Travailler en se foutant la paix !

Photographie prise en vue plongeante du haut d'une montagne russe.

Être réellement au travail, sentir que quelque chose s’étire et s’inscrit en nous, qu’il y a un mouvement de sédimentation : ce n’est pas évident. J’aimerais toujours y être un peu plus, et en même temps une certaine procrastination m’en tient souvent à l’écart.

Les montagnes russes

Au fond, pour moi, travailler ça a toujours été une histoire de montagnes russes : quand tout va bien, au sommet de la montagne, rien ne m’atteint à part le vent dans mes cheveux, « tout roule », je plane, mais je n’accomplis pas grand-chose.
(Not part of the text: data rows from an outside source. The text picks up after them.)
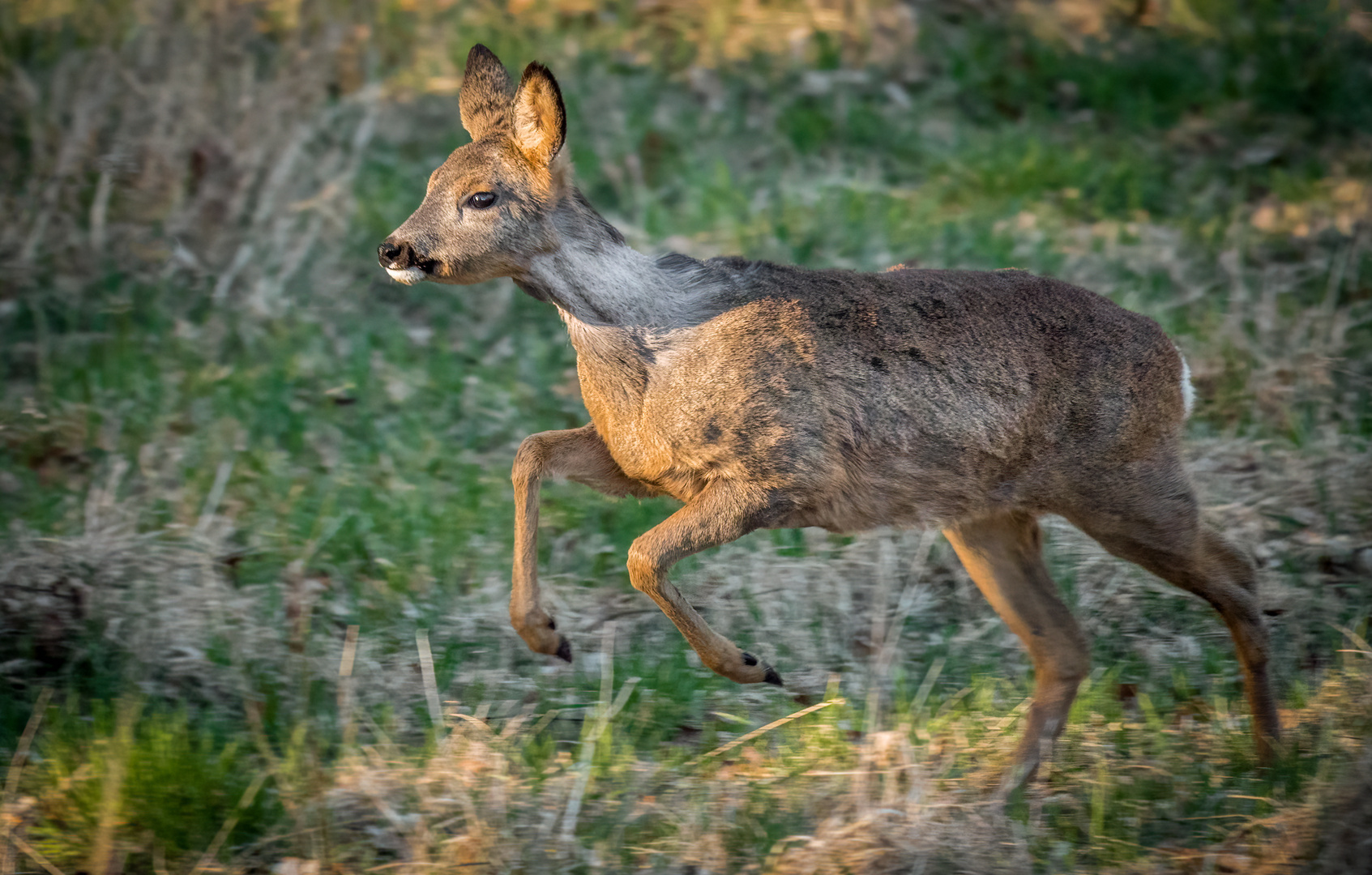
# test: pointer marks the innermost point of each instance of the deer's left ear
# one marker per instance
(538, 114)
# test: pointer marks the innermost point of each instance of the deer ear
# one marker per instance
(486, 93)
(540, 118)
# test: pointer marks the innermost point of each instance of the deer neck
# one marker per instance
(598, 280)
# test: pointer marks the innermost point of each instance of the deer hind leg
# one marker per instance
(1148, 514)
(722, 513)
(578, 455)
(1003, 554)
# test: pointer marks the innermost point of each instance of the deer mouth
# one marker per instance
(409, 276)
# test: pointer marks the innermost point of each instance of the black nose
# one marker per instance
(393, 255)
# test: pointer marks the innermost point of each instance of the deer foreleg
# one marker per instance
(578, 455)
(722, 513)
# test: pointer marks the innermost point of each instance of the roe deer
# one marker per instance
(771, 397)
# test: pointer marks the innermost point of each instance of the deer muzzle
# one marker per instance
(404, 262)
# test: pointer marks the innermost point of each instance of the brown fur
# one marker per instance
(766, 397)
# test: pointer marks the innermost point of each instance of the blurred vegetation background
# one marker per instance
(254, 495)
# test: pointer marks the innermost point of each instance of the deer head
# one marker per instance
(487, 209)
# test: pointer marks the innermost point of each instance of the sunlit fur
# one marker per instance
(764, 397)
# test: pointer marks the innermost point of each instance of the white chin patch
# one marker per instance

Et puis c’est la chute, qui m’emmène très bas, au creux d’un certain mal-être, où le wagon n’avance même plus de lui-même.

Il ne me reste alors plus qu’à l’actionner pour remonter la pente : méditer plus, lire plus, écrire plus, pour gagner plus (ou moins…), dans un sursaut de survie un peu court de vue.
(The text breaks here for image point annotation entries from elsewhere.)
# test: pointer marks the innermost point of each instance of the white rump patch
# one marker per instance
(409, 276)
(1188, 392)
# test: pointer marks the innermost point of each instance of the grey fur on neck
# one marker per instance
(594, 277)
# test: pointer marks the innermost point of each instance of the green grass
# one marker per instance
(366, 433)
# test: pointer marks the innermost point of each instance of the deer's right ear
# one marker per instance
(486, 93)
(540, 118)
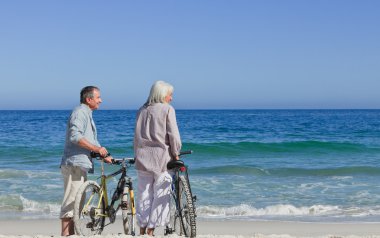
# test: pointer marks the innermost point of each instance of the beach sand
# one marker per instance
(209, 229)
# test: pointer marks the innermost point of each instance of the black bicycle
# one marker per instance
(91, 202)
(182, 204)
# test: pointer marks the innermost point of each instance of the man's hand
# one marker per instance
(102, 151)
(108, 159)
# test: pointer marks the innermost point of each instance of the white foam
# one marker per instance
(275, 210)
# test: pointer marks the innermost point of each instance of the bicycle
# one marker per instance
(91, 206)
(182, 204)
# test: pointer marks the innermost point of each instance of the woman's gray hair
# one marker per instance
(158, 92)
(87, 92)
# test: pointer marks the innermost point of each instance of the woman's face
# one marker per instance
(169, 98)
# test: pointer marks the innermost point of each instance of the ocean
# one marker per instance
(288, 165)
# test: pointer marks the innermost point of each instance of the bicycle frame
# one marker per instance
(118, 191)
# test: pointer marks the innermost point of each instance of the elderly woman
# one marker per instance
(156, 142)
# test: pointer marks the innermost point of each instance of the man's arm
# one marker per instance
(87, 145)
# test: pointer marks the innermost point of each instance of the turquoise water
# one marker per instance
(303, 165)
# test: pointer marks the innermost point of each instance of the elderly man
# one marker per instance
(81, 139)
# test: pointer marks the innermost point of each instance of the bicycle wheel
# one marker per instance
(128, 211)
(186, 208)
(89, 210)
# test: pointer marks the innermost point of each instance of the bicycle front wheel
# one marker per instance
(128, 211)
(89, 210)
(186, 208)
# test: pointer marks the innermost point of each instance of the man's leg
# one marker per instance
(73, 178)
(67, 227)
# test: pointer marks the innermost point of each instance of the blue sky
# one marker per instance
(217, 54)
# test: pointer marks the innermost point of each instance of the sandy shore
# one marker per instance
(274, 229)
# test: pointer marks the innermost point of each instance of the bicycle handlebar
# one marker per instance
(114, 161)
(187, 152)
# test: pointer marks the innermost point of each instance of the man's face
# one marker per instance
(93, 103)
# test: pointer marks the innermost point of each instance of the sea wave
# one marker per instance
(247, 170)
(314, 147)
(284, 210)
(15, 202)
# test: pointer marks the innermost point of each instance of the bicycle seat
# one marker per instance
(175, 164)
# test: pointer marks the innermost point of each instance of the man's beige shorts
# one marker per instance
(73, 178)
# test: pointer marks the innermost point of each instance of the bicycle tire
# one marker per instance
(88, 217)
(128, 211)
(186, 208)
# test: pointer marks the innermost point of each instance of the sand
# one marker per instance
(208, 229)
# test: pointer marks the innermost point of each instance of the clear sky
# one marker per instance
(250, 54)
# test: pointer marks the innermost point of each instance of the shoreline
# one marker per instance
(207, 228)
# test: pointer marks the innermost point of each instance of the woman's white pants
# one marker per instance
(153, 198)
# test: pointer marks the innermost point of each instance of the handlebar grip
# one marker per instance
(185, 152)
(96, 155)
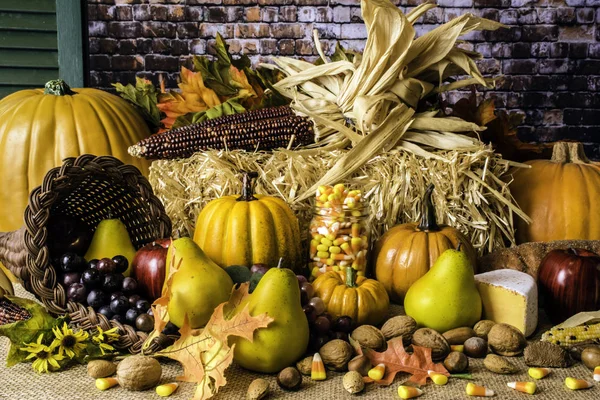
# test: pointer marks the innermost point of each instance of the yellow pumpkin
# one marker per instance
(406, 252)
(41, 127)
(249, 229)
(344, 294)
(559, 195)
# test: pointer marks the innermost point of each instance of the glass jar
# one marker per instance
(339, 234)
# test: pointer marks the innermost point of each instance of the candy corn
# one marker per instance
(167, 389)
(409, 392)
(577, 384)
(475, 390)
(377, 372)
(106, 383)
(318, 369)
(458, 347)
(437, 378)
(538, 373)
(524, 387)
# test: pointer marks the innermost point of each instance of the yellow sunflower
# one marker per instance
(68, 342)
(44, 355)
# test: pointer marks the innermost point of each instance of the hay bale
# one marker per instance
(469, 193)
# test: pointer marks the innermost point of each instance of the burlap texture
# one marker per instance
(21, 382)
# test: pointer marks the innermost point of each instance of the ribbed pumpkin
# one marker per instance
(249, 229)
(559, 195)
(41, 127)
(406, 252)
(345, 294)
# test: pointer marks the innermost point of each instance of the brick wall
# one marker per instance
(550, 54)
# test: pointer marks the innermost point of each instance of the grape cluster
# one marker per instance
(101, 285)
(323, 327)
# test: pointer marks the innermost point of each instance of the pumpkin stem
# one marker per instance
(58, 87)
(569, 152)
(350, 277)
(428, 220)
(248, 186)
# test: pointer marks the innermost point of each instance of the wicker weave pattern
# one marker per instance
(90, 189)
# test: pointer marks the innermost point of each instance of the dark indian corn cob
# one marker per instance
(10, 312)
(265, 129)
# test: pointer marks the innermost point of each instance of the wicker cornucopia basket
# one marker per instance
(90, 189)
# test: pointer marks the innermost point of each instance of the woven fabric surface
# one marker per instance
(21, 382)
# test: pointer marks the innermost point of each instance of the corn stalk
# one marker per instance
(370, 102)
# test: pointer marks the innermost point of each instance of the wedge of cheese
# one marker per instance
(509, 297)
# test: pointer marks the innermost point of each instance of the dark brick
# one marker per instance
(161, 63)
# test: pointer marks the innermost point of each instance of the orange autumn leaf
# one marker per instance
(205, 353)
(396, 359)
(194, 97)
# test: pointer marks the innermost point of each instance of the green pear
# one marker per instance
(111, 239)
(285, 340)
(198, 286)
(446, 296)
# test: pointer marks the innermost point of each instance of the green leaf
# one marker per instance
(144, 98)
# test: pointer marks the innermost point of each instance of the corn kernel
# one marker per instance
(106, 383)
(377, 372)
(167, 389)
(523, 387)
(476, 390)
(576, 384)
(409, 392)
(538, 373)
(437, 378)
(318, 369)
(458, 347)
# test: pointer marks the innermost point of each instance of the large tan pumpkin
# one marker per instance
(406, 252)
(39, 128)
(249, 229)
(559, 195)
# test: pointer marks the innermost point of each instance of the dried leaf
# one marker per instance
(396, 359)
(205, 354)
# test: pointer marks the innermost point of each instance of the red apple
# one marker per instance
(569, 280)
(148, 268)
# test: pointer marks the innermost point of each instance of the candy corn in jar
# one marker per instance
(339, 237)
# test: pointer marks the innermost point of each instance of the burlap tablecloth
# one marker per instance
(21, 382)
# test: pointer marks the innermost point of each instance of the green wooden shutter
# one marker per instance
(32, 51)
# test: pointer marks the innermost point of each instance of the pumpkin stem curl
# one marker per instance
(248, 186)
(350, 277)
(569, 152)
(58, 87)
(428, 219)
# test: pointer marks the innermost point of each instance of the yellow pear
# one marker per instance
(198, 286)
(285, 340)
(445, 297)
(111, 239)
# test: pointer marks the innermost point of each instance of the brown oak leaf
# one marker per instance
(396, 359)
(205, 353)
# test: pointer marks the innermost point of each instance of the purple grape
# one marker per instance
(70, 278)
(121, 264)
(129, 285)
(113, 282)
(91, 277)
(142, 305)
(322, 325)
(119, 305)
(106, 266)
(77, 292)
(97, 298)
(131, 315)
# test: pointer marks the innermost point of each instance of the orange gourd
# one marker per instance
(406, 252)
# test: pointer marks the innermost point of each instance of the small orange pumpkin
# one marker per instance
(345, 294)
(406, 252)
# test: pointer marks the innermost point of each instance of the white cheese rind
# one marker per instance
(510, 297)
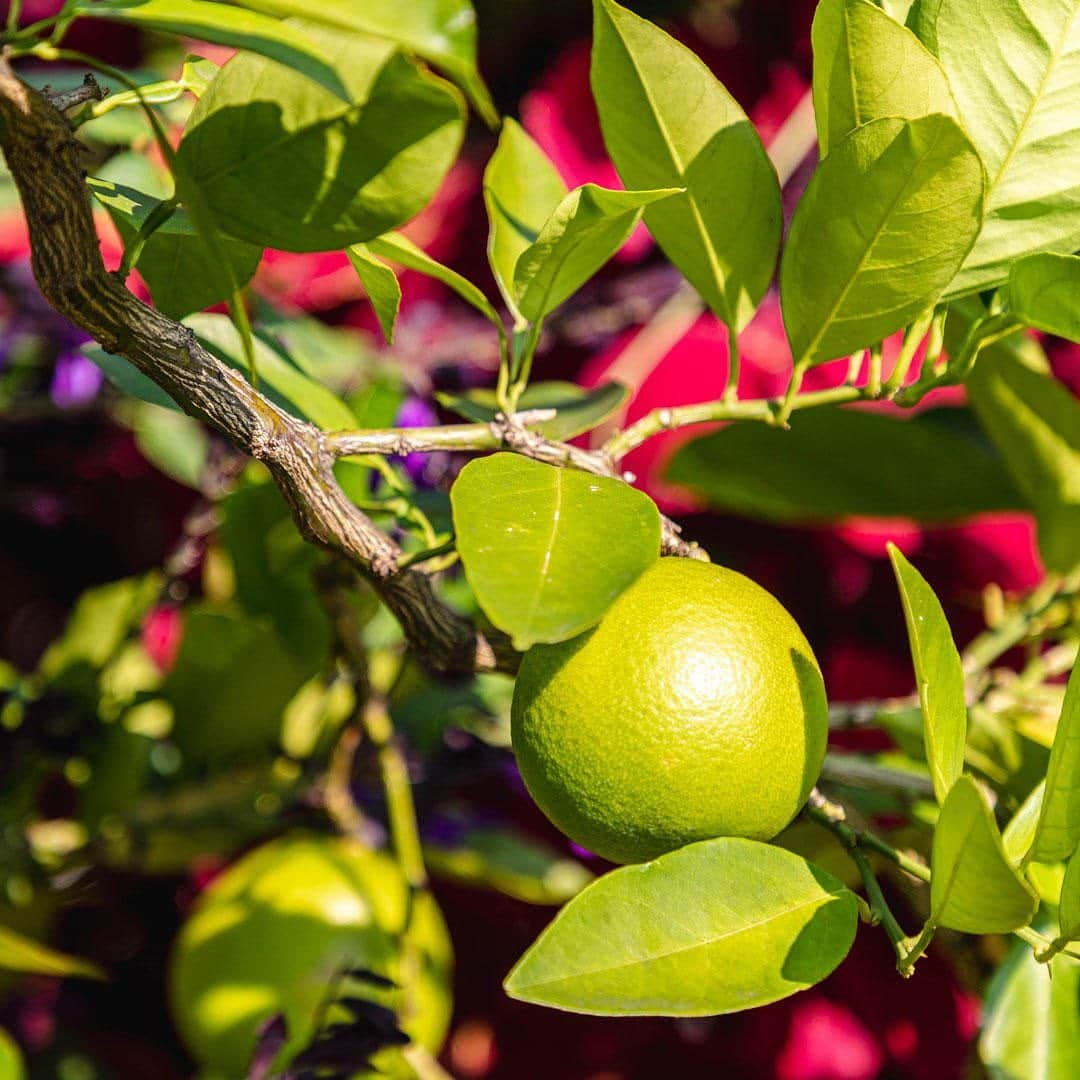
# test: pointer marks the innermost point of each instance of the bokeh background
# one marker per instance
(81, 504)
En dehors du côté un peu sysiphéen de ce cheminement, le problème est surtout que je n’avance que par réaction, en tentant de traiter un inconfort précis, plutôt qu’en étant en rapport à mon aspiration profonde.

Retrouver l’aspiration

Bien que j’aie compris assez rapidement comment le geste de Foutez-vous la paix ! nous aide, en dégageant radicalement mais sans violence ce qui obstrue notre rapport à la vie, j’ai eu longtemps du mal à le sentir s’installer dans ma pratique. C’est un chantier encore en cours, mais je crois quand même avoir touché le fait que cet acte m’aide à cheminer autrement qu’en me laissant couler de bas en haut.

Plutôt que de tout de suite réagir à la chute en ré-actionnant le wagon, je ne fais rien, voire même j’en descends et vais explorer les alentours. Je suis peut-être encore dans le parc d’attractions, mais certainement un peu plus libre, un peu plus proche de la frontière.
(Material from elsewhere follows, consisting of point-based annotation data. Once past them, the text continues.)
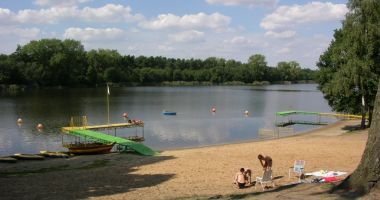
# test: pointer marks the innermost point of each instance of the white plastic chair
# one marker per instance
(265, 179)
(299, 167)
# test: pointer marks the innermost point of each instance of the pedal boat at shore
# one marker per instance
(165, 112)
(89, 148)
(22, 156)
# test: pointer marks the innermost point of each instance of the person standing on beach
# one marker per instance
(265, 161)
(240, 179)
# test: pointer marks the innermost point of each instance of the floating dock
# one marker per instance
(317, 121)
(102, 126)
(138, 147)
(82, 129)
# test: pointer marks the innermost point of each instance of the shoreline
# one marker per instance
(295, 134)
(186, 173)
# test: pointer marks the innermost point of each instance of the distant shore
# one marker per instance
(185, 173)
(11, 88)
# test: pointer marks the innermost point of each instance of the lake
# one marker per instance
(193, 126)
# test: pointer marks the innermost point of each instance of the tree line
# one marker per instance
(350, 67)
(54, 62)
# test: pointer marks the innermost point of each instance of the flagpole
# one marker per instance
(108, 105)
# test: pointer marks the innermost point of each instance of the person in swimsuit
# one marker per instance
(240, 179)
(265, 161)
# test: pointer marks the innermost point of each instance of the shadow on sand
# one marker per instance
(108, 175)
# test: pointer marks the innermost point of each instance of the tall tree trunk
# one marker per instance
(367, 174)
(370, 115)
(362, 124)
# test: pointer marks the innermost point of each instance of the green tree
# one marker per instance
(259, 67)
(349, 69)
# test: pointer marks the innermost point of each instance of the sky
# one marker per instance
(281, 30)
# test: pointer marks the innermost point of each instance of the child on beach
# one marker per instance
(265, 161)
(242, 178)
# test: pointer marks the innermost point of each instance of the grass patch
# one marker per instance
(93, 165)
(35, 171)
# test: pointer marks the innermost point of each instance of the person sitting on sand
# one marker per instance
(247, 176)
(266, 162)
(240, 179)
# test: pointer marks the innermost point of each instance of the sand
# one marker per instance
(187, 173)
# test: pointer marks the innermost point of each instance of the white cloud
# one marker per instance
(250, 3)
(282, 34)
(109, 13)
(5, 16)
(200, 20)
(288, 16)
(283, 50)
(187, 36)
(23, 33)
(284, 18)
(92, 34)
(238, 40)
(51, 15)
(59, 2)
(163, 47)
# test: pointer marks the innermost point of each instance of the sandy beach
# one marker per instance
(187, 173)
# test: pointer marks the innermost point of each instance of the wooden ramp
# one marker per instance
(138, 147)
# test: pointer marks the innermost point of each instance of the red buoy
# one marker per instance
(40, 126)
(213, 109)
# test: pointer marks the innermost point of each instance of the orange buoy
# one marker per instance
(40, 126)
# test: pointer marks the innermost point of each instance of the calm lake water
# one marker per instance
(194, 125)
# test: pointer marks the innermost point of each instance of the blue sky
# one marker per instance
(231, 29)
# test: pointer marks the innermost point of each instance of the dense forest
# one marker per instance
(53, 62)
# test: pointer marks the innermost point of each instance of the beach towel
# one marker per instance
(330, 179)
(324, 173)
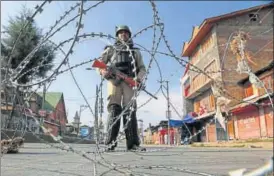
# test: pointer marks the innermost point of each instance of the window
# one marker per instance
(211, 69)
(253, 16)
(212, 102)
(197, 106)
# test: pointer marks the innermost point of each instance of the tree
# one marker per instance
(29, 39)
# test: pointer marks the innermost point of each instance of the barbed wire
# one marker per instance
(17, 74)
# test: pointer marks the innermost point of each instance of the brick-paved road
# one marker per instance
(40, 160)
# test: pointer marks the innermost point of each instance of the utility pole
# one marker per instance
(100, 125)
(43, 106)
(168, 112)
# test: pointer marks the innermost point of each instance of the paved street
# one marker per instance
(41, 160)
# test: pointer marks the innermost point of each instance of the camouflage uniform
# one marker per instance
(119, 93)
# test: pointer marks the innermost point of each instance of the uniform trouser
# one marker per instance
(118, 98)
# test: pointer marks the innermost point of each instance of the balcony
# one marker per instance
(201, 82)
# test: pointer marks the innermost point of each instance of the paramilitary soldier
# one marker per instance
(119, 93)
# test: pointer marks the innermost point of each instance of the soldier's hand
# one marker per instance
(140, 85)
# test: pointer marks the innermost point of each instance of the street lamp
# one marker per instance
(90, 69)
(82, 107)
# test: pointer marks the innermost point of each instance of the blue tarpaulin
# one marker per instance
(178, 123)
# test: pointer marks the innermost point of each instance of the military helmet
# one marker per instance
(123, 28)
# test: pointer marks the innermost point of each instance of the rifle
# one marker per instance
(122, 76)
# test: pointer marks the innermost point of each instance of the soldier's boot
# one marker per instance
(112, 132)
(131, 132)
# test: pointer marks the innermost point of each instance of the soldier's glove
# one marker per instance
(141, 85)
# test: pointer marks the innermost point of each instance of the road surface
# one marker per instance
(41, 160)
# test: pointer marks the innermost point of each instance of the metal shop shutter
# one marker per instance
(211, 132)
(249, 124)
(269, 121)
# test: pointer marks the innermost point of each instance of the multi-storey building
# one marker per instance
(209, 50)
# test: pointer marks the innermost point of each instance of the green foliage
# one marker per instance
(29, 39)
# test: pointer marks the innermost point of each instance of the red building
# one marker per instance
(206, 50)
(54, 111)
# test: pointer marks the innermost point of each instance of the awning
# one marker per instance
(178, 123)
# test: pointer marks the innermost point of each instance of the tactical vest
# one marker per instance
(122, 60)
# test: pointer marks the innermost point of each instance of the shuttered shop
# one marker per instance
(211, 132)
(248, 124)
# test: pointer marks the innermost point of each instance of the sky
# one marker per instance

Les sensations, le rapport à la terre et au ciel n’ont plus rien à voir, je ne m’accroche plus à ces différences d’altitude pour sentir que quelque chose se meut en moi. Voir, sentir, s’asseoir ou  écrire, ne sont plus des actes dont je guette les effets, mais plutôt les différents pas d’une drôle de danse avec le monde.

Plus besoin alors de jauger sans cesse ma mise au travail, montre et cahier des charges en main. En me foutant la paix, je peux faire confiance à mon aspiration profonde, m’y consacrer, et tout ce qui survient dans ma vie peut être inclus dans ce mouvement.

J’apprends à laisser être les difficultés autant que les moments de réussite, de manière équanime, pour que tout puisse participer de ce terreau riche et délicieux dont éclora la fleur.

Martin Monin

Paris

1 commentaire
  1. Francine VANDROMME dit :

    Cher Martin, merci pour cette belle image du wagon. je me souviendrai de descendre du wagon plutôt que de passer d’un wagon à l’autre. Je suis tombée sur cet article alors que j ‘essayais de retrouver ton interview de Betsy Parayil-Pezard qui m’a beaucoup interessée. J’ai commencé la lecture de son livre. J’ai travaillé pendant 20 ans dans un centre d’hébergement et de réinsertion sociale, animé des groupes de paroles pour des femmes victimes de violence, et j’ai pris récemment contact avec la psychologue de cet établissement pour lui proposer une introduction à la pratique de la méditation pour les travailleurs sociaux et pour les personnes accueillies, et si cela a un écho la mise en place d’un groupe de pratique. Cela doit faire son chemin et être accepté par le nouveau directeur qui sera nommé dans les mois qui viennent. Pourrais tu m’adresser ton interview (je n’arrive pas à la retrouver), et si tu as d’autres pistes ou contacts qui puissent nourrir ma réflexion cela m’aiderait à avancer dans ce projet d’une « pratique engagée ». L’idée de transmettre aux séniors m’a attirée mais c’est en y réfléchissant plus avant, que j’ai pensé que le public auquel je sentais que javais quelque chose à transmettre est celui avec lequel j’ai travaillé durant de longues années.
    Très belle année, Martin, riche et lumineuse.